Tom Shales: My Life With All Those Damn Editors

From a 2013 About Editing and Writing post by former Washington Post television critic Tom Shales:

Something I used to hear about me and the Washington Post, where I spent roughly 39 varyingly rewarding years, most of those as TV critic, was that my pristine copy veritably flew out of my typewriter (later the PC) and directly into the newspaper with nary so much as a glance from an editor. That is not at all true. Some pieces were edited lightly and some were mutilated but all passed before the eyes of several editors.

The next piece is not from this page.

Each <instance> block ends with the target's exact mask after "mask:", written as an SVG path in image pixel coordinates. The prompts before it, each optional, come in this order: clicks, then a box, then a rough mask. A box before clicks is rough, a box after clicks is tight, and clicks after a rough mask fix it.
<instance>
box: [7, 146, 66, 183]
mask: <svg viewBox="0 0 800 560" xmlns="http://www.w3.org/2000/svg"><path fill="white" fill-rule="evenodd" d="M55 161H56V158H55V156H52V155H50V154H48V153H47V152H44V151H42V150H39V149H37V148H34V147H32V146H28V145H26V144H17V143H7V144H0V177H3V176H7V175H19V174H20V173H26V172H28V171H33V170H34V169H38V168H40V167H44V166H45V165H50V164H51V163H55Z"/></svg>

I regularly denounced editors as a species, insulting them with such disparagements as, “Those who can, do; those who can’t, teach; those who can’t even teach, edit.”  Editors, I liked to say, were all failed writers, and bitter about it, but that kind of logic produces such similarly flawed thoughts as critics are all failed performers or failed somethings. Having now reached an age of reason, that little lull just before senility, I do feel inclined to apologize for those blanket indictments of all editors.

I do recall sometimes feeling frustrated in my kill-the-editor campaign by the fact that every time I wanted to take a flame thrower to the copy desk, one of its tireless drones would find a hideous error I’d made in a story and save my ass.  I always tried to thank the editor in question for what she or he had so beneficently done.